In Brief

Extenders’ value rewarded through salary increase

MGMA survey shows boost for PAs

With reimbursement down and physicians stretched, there has been an increasing push for practices to make more use of midlevel providers to take on some of the patient burden in a busy practice. With the increasing value put on midlevels, their salaries are on the rise, according to the latest Physician Compensation and Production Survey by the Medical Group Management Association (MGMA) in Denver.

The survey looked at compensation during 1997. Practice Marketing and Management compared salaries with those reported in last year’s survey, which reflected 1996 compensation.

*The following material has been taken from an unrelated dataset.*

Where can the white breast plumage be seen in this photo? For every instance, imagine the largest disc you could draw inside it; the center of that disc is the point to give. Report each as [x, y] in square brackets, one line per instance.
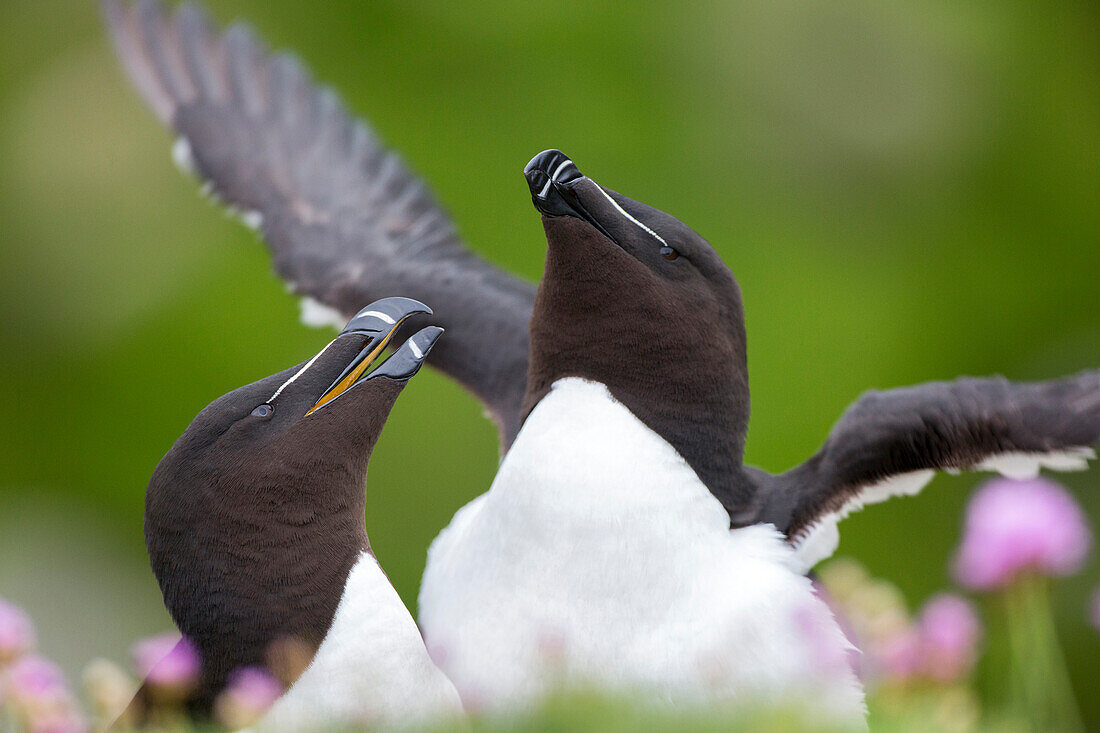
[372, 668]
[598, 555]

Physician assistants were the big winners, with non-primary care PAs and surgical PAs seeing strong increases in their compensation (see table, above). Other midlevels with positive showings included midwives, psychologists, social workers, and surgical assistants.

There were some extenders who saw declining fortunes, however. Nurse practitioners’ comp ensation dropped 3.7% from 1996 to 1997, and dietitians and nutritionists registered a 15% decline. Optometrists and pharmacists also had a drop in their compensation.

Copies of the survey are available by calling the Medical Group Management Association at (303) 799-1111.

MGMA elects officers; ACMPE new president

Robert Wright Jr., FACMPE, president of University Health Associates at West Virginia University in Morgantown, has been named new chairman of the Medical Group Management Association (MGMA). He assumed the position at the association’s October conference.

Wright, who has spent the last 2½ years in his current position, replaces Michael Wilson, who resigned earlier this year.

Other new officers include Robert Goldstein, FACMPE, chief administrative officer of the McHardy Clinic in Metairie, LA, as vice chairman of the board; Larrie Dawkins, CMPE, associate director of Wake Forest University Physicians in Winston-Salem, NC, as finance/audit committee chair; and Lynda Venters, FACMPE, executive vice president of Anesthesia Associates in Albuquerque, as member-at-large. Thirteen others were elected as board members-at-large.

Also at the conference, the MGMA-affiliated American College of Medical Practice Executives named Sherry Gentry, MBA, FACMPE, as president. Gentry is executive director of operations for Presbyterian Medical Services in Albu quer que. She succeeds Patty Brewster, FACMPE, regional director of the Hughston Clinic in Atlanta.

The ACMPE also elected other new officers. President-elect is Robert Nelson, FACMPE, senior vice president of medical groups development at the Canon Group in Santa Barbara, CA. Karen Buck, FACMPE, was elected secretary/ treasurer. Buck is executive director of the Center For Health Care Medical Associates in San Diego. New board members include Norma Plante, FACMPE, administrator of Orthopaedic Sports Medicine & Rehabilitation Center in Red Bank, NJ, and Thomas Stearns, FACMPE, vice president of medical practice services at the State Volunteer Mutual Insurance Company in Brentwood, TN.

Philadelphia physicians form union

A move by Pennsylvania-based Independence Blue Cross Blue Shield to lower reimbursement rates has spurred a group of Philadelphia area surgeons to join a union hoping to gain better bargaining leverage when it comes to plan payment rates.

Since this summer, some 300 Philadelphia-area orthopedic surgeons, urologists, and ear, nose, and throat doctors have joined the Federation of Phys icians and Dentists (FPD) union. Physicians in Independence Blue Cross Blue Shield’s network keep an average of only 40% of each dollar they make, says FPD spokesman Michael Connair. On top of this, last July, the plan instituted a 2.5% across-the-board fee cut to dampen a recent rise in health care costs averaging 5% to 8% annually.

Hardest hit by these cuts were surgical specialists who had a 16 % decrease in their reimbursements, says John Zamzow, vice president for contracting at Independence.

Because they are considered independent contractors, the surgeons are restricted from collective bargaining by the Sherman Antitrust Act. How ever, they have agreed to pay the Florida-based FPD annual dues in exchange for its consulting services on reimbursement and bargaining issues. One such service is a review and consultation on insurance company contracts along with assistance drafting counter-proposals. FPD also will gather information on customary charges for key medical procedures and reimbursement rates of other insurers in the Philadelphia area.

"We’re now being paid about one-third of what we got paid five years ago for the same procedure,’’ says Michael Okin, MD, an orthopedic surgeon in Philadelphia. Affiliating with a union like FPD to help give physicians more leverage in contract negotiations is "the only venue we have left to save our profession," says Okin.